Should we be encouraged or discouraged by the op-ed that’s been heard ’round the world?
Until today, Greg Smith was an employee at Goldman Sachs, where he was executive director and head of the firm’s United States equity derivatives business in Europe, the Middle East and Africa. His parting gift to his employer, however, was an article for the New York Times opinion page in which he wrote, “The firm has veered so far from the place I joined right out of college that I can no longer in good conscience say that I identify with what it stands for.”
According to Smith, Goldman Sachs has become all too happy to put its customers last, as long as it can make money. The firm rewards all the wrong things and has lost its soul. “The firm changed the way it thought about leadership,” Smith wrote. “Leadership used to be about ideas, setting an example and doing the right thing. Today, if you make enough money for the firm (and are not currently an ax murderer) you will be promoted into a position of influence.”

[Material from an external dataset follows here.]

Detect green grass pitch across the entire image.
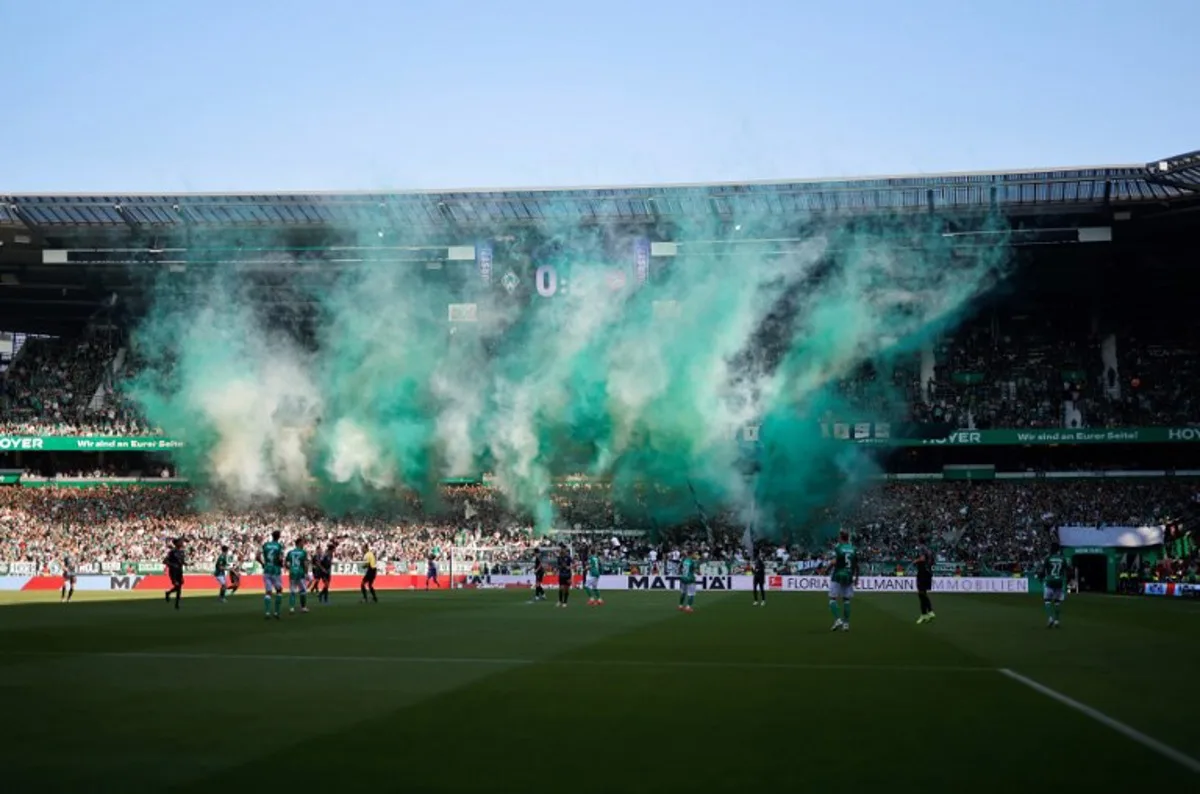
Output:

The good news, perhaps, is that companies behaving irresponsibly will see their employees leave, at least sometimes and at least eventually. The bad news is that Wall Street’s mindset and behavior may be as bad as many of us fear.
We’ve written before (more than once) about what Peter Drucker had to say about integrity. However, he wrote about it so often, considering it to be of such fundamental importance, that we could cite him time after time and never use the same quotation twice. Drucker didn’t bring up integrity as an exhortation. It was a building block upon which success had to rest—or else failure was assured.

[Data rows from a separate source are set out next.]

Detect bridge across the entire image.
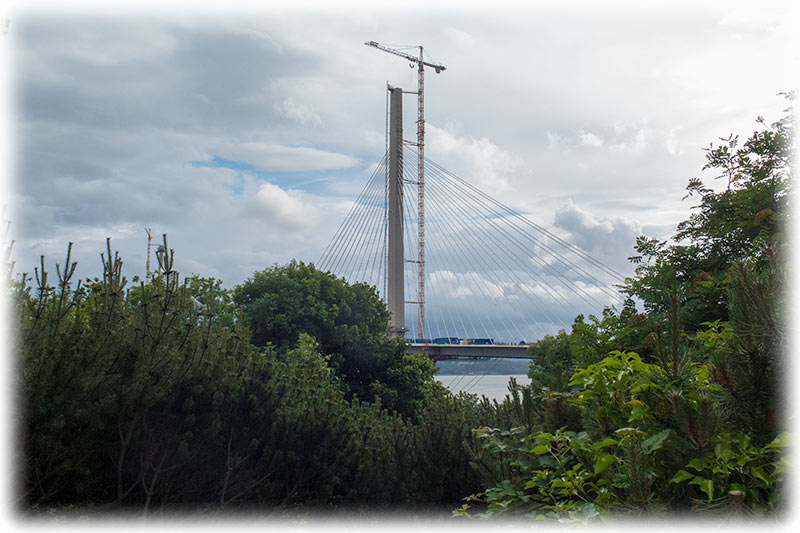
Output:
[316,57,624,370]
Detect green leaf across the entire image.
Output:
[592,437,619,450]
[669,469,694,483]
[530,444,550,455]
[642,429,670,453]
[750,466,772,486]
[594,454,617,474]
[686,457,706,472]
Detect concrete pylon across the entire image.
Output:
[386,87,406,337]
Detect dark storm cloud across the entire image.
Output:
[9,2,787,300]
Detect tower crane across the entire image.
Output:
[144,228,153,281]
[364,41,445,338]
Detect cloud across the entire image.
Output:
[442,26,475,46]
[249,183,318,232]
[426,124,523,193]
[553,199,642,270]
[275,96,322,126]
[219,142,358,171]
[578,130,603,148]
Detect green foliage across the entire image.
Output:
[670,431,788,515]
[454,95,793,523]
[233,261,435,416]
[12,239,495,514]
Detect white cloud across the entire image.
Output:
[275,96,322,126]
[426,124,523,194]
[547,131,564,150]
[442,26,475,46]
[249,183,318,232]
[578,130,603,148]
[666,126,683,155]
[553,199,642,270]
[218,142,358,170]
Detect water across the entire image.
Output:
[436,374,531,402]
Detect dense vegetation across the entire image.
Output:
[459,95,793,522]
[9,96,793,521]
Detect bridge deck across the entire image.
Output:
[406,343,531,361]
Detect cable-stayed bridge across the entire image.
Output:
[317,88,624,359]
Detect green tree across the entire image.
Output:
[233,261,435,416]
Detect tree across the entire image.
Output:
[234,261,435,415]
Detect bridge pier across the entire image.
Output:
[386,87,406,337]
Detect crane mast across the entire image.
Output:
[364,41,445,338]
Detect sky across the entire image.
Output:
[0,1,800,336]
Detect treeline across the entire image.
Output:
[13,237,536,514]
[458,95,794,522]
[8,96,793,522]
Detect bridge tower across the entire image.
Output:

“By themselves, character and integrity do not accomplish anything,” Drucker wrote in The Effective Executive. “But their absence faults everything else.”
Character was not something any leader could “fool people about,” Drucker noted in The Practice of Management. “The men with whom a man works, and especially his subordinates, know in a few weeks whether he has integrity or not. They may forgive a man a great deal: incompetence, ignorance, insecurity or bad manners. But they will not forgive him lack of integrity. Nor will they forgive higher management for choosing him.”
Which is why, in the end, Greg Smith couldn’t forgive Goldman Sachs.
What do you think? What effect, if any, will Smith’s outcry have?